People have long dreamed of harnessing the tremendous power of the ocean’s waves and tides. Off the jagged and wild coast of Scotland, a competition is now under way to demonstrate a practical means of capturing that vast renewable energy for electricity.
Four United Kingdom companies are vying for the Saltire Prize, a £10 million (about $16 million) award offered by the government of Scotland, which boasts that 25 percent of Europe’s tidal energy potential is surging off its shores. The prize will go to the first company that can demonstrate a viable, environmentally friendly ocean power system in Scotland’s waters.
The Saltire Prize was announced in 2008, building on the success of the $10 million Ansari X-Prize for commercial space flight. Last week, Scotland’s deputy first minister, Nicola Sturgeon, presided over the announcement of the Saltire Prize’s latest phase, called the Grand Challenge.

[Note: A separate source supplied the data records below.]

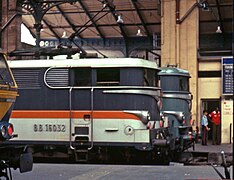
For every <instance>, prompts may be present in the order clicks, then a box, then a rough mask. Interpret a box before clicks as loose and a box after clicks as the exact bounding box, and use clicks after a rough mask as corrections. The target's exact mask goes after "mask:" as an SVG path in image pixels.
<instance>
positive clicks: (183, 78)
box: [179, 77, 189, 91]
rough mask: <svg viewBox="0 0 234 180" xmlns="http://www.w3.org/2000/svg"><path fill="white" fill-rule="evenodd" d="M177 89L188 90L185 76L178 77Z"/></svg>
mask: <svg viewBox="0 0 234 180" xmlns="http://www.w3.org/2000/svg"><path fill="white" fill-rule="evenodd" d="M179 91H189V79H188V78H186V77H180V78H179Z"/></svg>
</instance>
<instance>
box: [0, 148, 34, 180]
mask: <svg viewBox="0 0 234 180" xmlns="http://www.w3.org/2000/svg"><path fill="white" fill-rule="evenodd" d="M0 159H1V160H0V177H2V176H3V177H6V178H9V176H10V177H11V169H10V168H13V169H17V168H19V171H20V172H21V173H24V172H28V171H32V166H33V157H32V154H31V153H30V152H29V151H28V149H27V146H15V147H13V146H2V147H1V148H0Z"/></svg>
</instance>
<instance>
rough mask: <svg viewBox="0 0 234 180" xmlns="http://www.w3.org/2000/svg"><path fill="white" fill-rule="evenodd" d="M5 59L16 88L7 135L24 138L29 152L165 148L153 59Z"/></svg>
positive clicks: (86, 158)
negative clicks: (25, 59)
mask: <svg viewBox="0 0 234 180" xmlns="http://www.w3.org/2000/svg"><path fill="white" fill-rule="evenodd" d="M9 64H10V67H11V68H12V71H13V74H14V76H15V79H16V82H17V84H18V86H19V93H20V97H19V98H18V99H17V102H16V105H15V109H14V111H13V114H12V116H11V122H12V123H14V124H15V131H16V132H17V134H18V138H15V139H14V143H16V144H29V145H30V147H31V148H32V151H33V154H34V157H41V156H42V157H47V156H48V157H62V156H66V155H69V156H70V157H73V158H74V159H75V160H76V161H87V160H89V159H92V158H93V157H95V158H97V157H98V159H101V160H108V159H109V158H110V157H117V159H118V158H119V157H118V155H121V157H124V158H125V159H126V158H131V157H132V156H134V154H135V152H136V153H138V152H140V153H141V152H146V154H147V156H148V155H149V154H151V155H152V156H151V158H155V159H156V158H157V155H158V154H163V153H166V152H167V151H168V146H169V143H170V142H169V133H168V131H167V128H162V127H160V105H161V102H160V93H161V89H160V88H159V87H158V75H157V73H158V72H159V69H158V67H157V64H156V63H155V62H151V61H147V60H143V59H136V58H113V59H111V58H108V59H78V60H74V59H64V60H14V61H10V62H9ZM21 124H24V128H22V126H21ZM26 130H27V131H26ZM62 154H63V155H62ZM142 157H144V158H146V156H142Z"/></svg>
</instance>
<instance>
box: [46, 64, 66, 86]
mask: <svg viewBox="0 0 234 180" xmlns="http://www.w3.org/2000/svg"><path fill="white" fill-rule="evenodd" d="M68 78H69V71H68V69H67V68H52V69H49V70H47V72H46V76H45V81H46V83H47V84H48V85H49V86H51V87H67V86H68V82H69V81H68Z"/></svg>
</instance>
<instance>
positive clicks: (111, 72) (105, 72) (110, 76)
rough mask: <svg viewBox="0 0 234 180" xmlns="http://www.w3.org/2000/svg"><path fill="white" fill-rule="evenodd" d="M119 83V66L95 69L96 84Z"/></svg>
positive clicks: (113, 84) (119, 69) (108, 85)
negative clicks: (95, 74) (95, 73)
mask: <svg viewBox="0 0 234 180" xmlns="http://www.w3.org/2000/svg"><path fill="white" fill-rule="evenodd" d="M119 83H120V69H119V68H108V69H107V68H100V69H97V81H96V84H97V85H98V86H117V85H119Z"/></svg>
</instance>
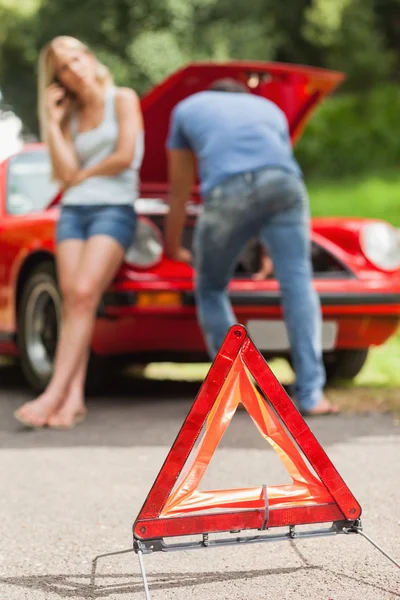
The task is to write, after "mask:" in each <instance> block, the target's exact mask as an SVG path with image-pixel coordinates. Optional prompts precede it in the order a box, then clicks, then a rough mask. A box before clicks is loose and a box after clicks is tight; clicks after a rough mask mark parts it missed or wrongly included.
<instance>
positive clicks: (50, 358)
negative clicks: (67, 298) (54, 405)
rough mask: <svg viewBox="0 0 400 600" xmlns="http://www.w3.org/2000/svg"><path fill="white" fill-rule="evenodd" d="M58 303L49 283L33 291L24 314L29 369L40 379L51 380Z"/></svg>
mask: <svg viewBox="0 0 400 600" xmlns="http://www.w3.org/2000/svg"><path fill="white" fill-rule="evenodd" d="M60 318H61V301H60V297H59V294H58V291H57V289H56V288H55V286H54V284H52V283H51V282H43V283H40V284H38V285H36V286H35V288H34V289H33V290H32V292H31V294H30V296H29V298H28V302H27V305H26V311H25V347H26V352H27V355H28V359H29V362H30V364H31V367H32V370H33V371H34V372H35V373H36V375H38V376H39V377H40V378H41V379H47V378H49V377H50V375H51V373H52V370H53V361H54V356H55V351H56V346H57V339H58V331H59V324H60Z"/></svg>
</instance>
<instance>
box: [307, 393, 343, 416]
mask: <svg viewBox="0 0 400 600" xmlns="http://www.w3.org/2000/svg"><path fill="white" fill-rule="evenodd" d="M300 412H301V414H302V415H303V416H305V417H312V416H314V415H315V416H322V415H338V414H339V412H340V411H339V409H338V407H337V406H334V405H333V404H331V403H330V402H329V400H328V399H327V398H325V396H322V398H321V400H320V402H319V403H318V404H317V406H314V408H312V409H311V410H302V411H300Z"/></svg>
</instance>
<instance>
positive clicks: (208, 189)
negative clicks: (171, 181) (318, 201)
mask: <svg viewBox="0 0 400 600" xmlns="http://www.w3.org/2000/svg"><path fill="white" fill-rule="evenodd" d="M167 147H168V148H170V149H191V150H192V151H193V152H194V153H195V154H196V155H197V159H198V161H199V175H200V180H201V191H202V193H203V195H204V196H206V195H207V194H208V193H209V192H210V191H211V190H212V189H213V188H214V187H215V186H217V185H219V184H220V183H222V182H223V181H225V180H226V179H229V178H230V177H231V176H233V175H237V174H239V173H245V172H247V171H255V170H257V169H262V168H266V167H270V168H280V169H283V170H286V171H288V172H290V173H294V174H296V175H301V170H300V167H299V165H298V163H297V162H296V160H295V158H294V156H293V151H292V146H291V142H290V135H289V129H288V123H287V119H286V116H285V114H284V113H283V111H281V109H280V108H278V106H277V105H276V104H274V103H273V102H271V101H269V100H266V99H265V98H262V97H260V96H255V95H254V94H246V93H235V92H219V91H218V92H217V91H205V92H199V93H197V94H193V95H192V96H189V97H188V98H185V100H182V101H181V102H179V104H177V106H176V107H175V108H174V110H173V112H172V118H171V126H170V131H169V136H168V140H167Z"/></svg>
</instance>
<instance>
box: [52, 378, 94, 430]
mask: <svg viewBox="0 0 400 600" xmlns="http://www.w3.org/2000/svg"><path fill="white" fill-rule="evenodd" d="M86 414H87V409H86V406H85V400H84V397H83V392H82V390H81V389H80V387H79V386H77V389H72V390H70V392H69V394H68V396H67V398H66V399H65V401H64V402H63V403H62V405H61V406H59V407H58V409H57V410H56V411H54V412H53V414H52V415H51V416H50V417H49V418H48V420H47V424H48V426H49V427H52V428H53V429H72V427H75V425H77V424H78V423H81V422H82V421H84V419H85V417H86Z"/></svg>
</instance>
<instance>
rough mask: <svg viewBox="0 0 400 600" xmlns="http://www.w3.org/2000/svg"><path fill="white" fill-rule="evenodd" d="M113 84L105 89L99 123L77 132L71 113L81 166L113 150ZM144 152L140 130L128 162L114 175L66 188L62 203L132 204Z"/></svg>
mask: <svg viewBox="0 0 400 600" xmlns="http://www.w3.org/2000/svg"><path fill="white" fill-rule="evenodd" d="M115 92H116V89H115V87H109V88H107V90H106V95H105V106H104V118H103V121H102V122H101V123H100V125H99V126H98V127H96V128H94V129H91V130H89V131H84V132H82V133H79V131H78V127H79V122H78V117H77V115H76V114H73V115H72V117H71V120H70V129H71V134H72V139H73V141H74V146H75V149H76V153H77V155H78V159H79V164H80V167H81V168H82V169H85V168H88V167H92V166H94V165H97V164H98V163H100V162H102V161H103V160H104V159H105V158H107V156H109V155H110V154H112V152H114V151H115V149H116V145H117V140H118V120H117V115H116V110H115ZM143 154H144V132H143V131H140V132H139V133H138V136H137V138H136V148H135V154H134V158H133V161H132V163H131V165H130V166H129V167H128V168H127V169H125V170H124V171H122V172H120V173H118V174H117V175H111V176H110V175H101V176H95V177H89V179H86V180H85V181H83V182H82V183H80V184H79V185H75V186H73V187H71V188H70V189H69V190H67V191H66V192H65V194H64V196H63V198H62V204H63V205H65V206H68V205H75V206H76V205H80V206H95V205H104V204H111V205H116V204H133V203H134V201H135V200H136V199H137V197H138V193H139V169H140V167H141V164H142V160H143Z"/></svg>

In this new phase, four companies will deploy test devices in the roiling seas off northern Scotland. The winner will produce the most electricity beyond a minimum hurdle of 100 gigawatt-hours over a continuous two-year period, using only the power of the sea. That would be just a tiny fraction of Scotland’s current energy consumption, about 40,000 gigawatt-hours per year. But it would be a huge achievement for ocean energy and an important breakthrough for Scotland, which has set an ambitious target of reaching 100 percent renewable electricity generation by 2020. Thanks largely to an extensive network of hydropower dams, Scotland now generates about 30 percent of its electricity from renewables.